Hurt. Through the farm country of Montrose I remembered floating on a litter years before, a crew of raven-haired miners lugging me through a maze of tunnels in New Mexico, beams from their cap lamps bouncing through the darkness like animated spirits. A slab of rock had fallen off the tunnel face just as I finished centering the start of my partner's drill hole while he ran the 125-pound pneumatic drill at the other end of his six-foot-long drill bit. Stepping back to take up my own drill, I found myself lying across his, dazed, hit harder than I'd ever been. I lay there, knowing I was hurt but not yet in pain. My partner grabbed me by the shoulders and dragged me back from the tunnel face. He left me lying in a cold puddle of muddy drill water, and then went for help. Alone then, eyes closed, I felt the intense pain in my back.

Riding up the thousand-foot vertical shaft on the metal floor of the cage, lying in the back of that ambulance through the starlit wintery night to the hospital in Taos, I thought,
What've I done? A newborn son in Colorado. A young wife who cares lovingly for him. I have to shelter them. I have to feed them … I have to work. Am I a broken burden to my family now?
I remembered all that, driving to Denver. That was bad ground at that mine. But from the distance of an engineer's office, it all worked out on paper.
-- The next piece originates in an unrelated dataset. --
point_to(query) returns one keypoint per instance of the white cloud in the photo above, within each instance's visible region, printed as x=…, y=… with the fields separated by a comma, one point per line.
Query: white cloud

Brian got into bad ground. If you draw a line on a map from here to there, do you know what's under that line? They sent
Linda
out. Had anything changed? I'd changed. That cave-in shrunk my backbone an inch. Best I could do now was six-foot-three. My truck's mirror showed me gray hair and gray beard where dark brown used to be.

I topped 11,312 feet at Monarch Pass, hunting more pavement.
The terrain I'll do well with.
I'd made my living for years as a professional geologist. I didn't care for the academic stuff, but give me a project and I was a happy man.
The organization I'll have trouble with.
I've always worked better with the man standing beside me than with the idea of a company. Companies seemed like fictions to me that men personified with phrases like “The Company wants” or “They won't like,” as if companies were flesh-and-blood that you could shake hands with.

I'd long ago bought into the idea of a transcontinental traverse, a safe route over the surface of Antarctica for caravans of tractor trains hauling supplies to South Pole. But for me this mission wasn't about supporting the juggernaut running the program, nor its superstructure. A mission accomplished did that. This mission was about supporting the people on the ground, people who risked their lives.